In a company blog post addressing criticism of its policy, PayPal explained why its both excited about the potential of crowdfunding and cautious about its potential to be abused.

“There are unique regulatory and risk aspects inherent to this new way to raise money from supporters around the world,” wrote PayPal's VP of risk management Tomer Barel.

“To name one, we sometimes hear from campaign contributors that they are confused about what exactly their money is going towards, and assume that they’ll get it back if the venture is not successful.”

“Because the model is so new, it is potentially open to abuse,” he continued.

“PayPal has a responsibility to ensure that the system remains secure, in compliance with Government regulations around the world, and that consumers who contribute to these campaigns understand where their money is going.”

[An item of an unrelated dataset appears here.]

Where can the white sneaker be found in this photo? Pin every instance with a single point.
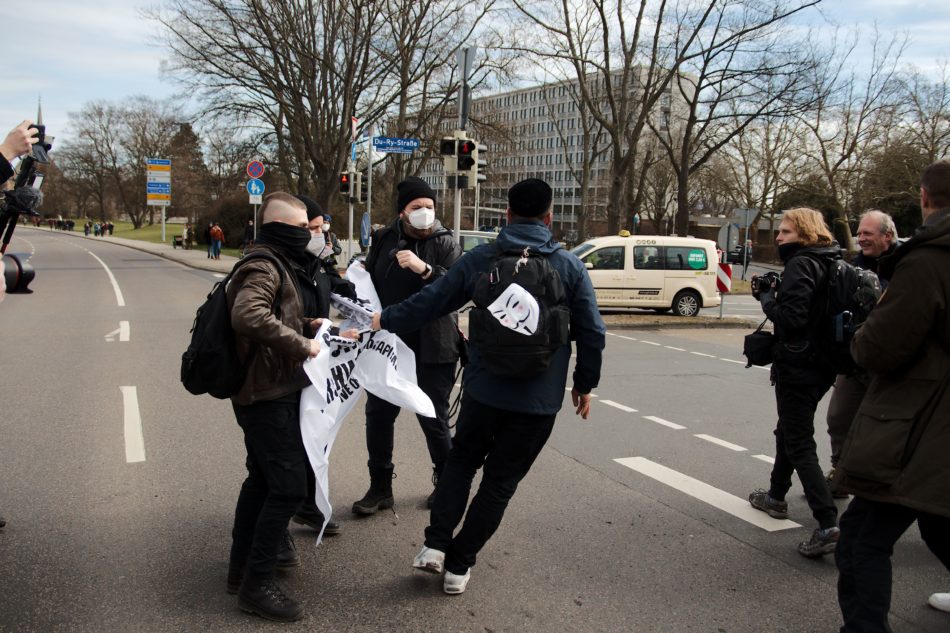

The risks inherent in any online transaction are only made worse by these complications, which has led several online transaction systems to avoid crowdfunding altogether.

“We don't believe that's the right approach because, when done right, crowdfunding is a powerful catalyst for innovation,” Barel explained.

“However, it's clear that our existing policies and processes aren’t working quite right for this particular fundraising model.”

The solution hasn't been decided on yet, but in the meantime PayPal will be communicating with several leaders in the crowdfunding space in the hope of finding a solution that “avoids unnecessary account limitations.”

This probably won't eliminate the problem altogether, as Barel points out a solution that pleases everyone won't be easy.

Until PayPal finds a permanent solution, a senior member of the risk management staff will review every campaign before action is taken.

“PayPal's very essence is connecting buyers and sellers,” Barel said.

“The last thing we want to do is get in the way of the innovative new products coming from entrepreneurs raising money via crowdfunding.”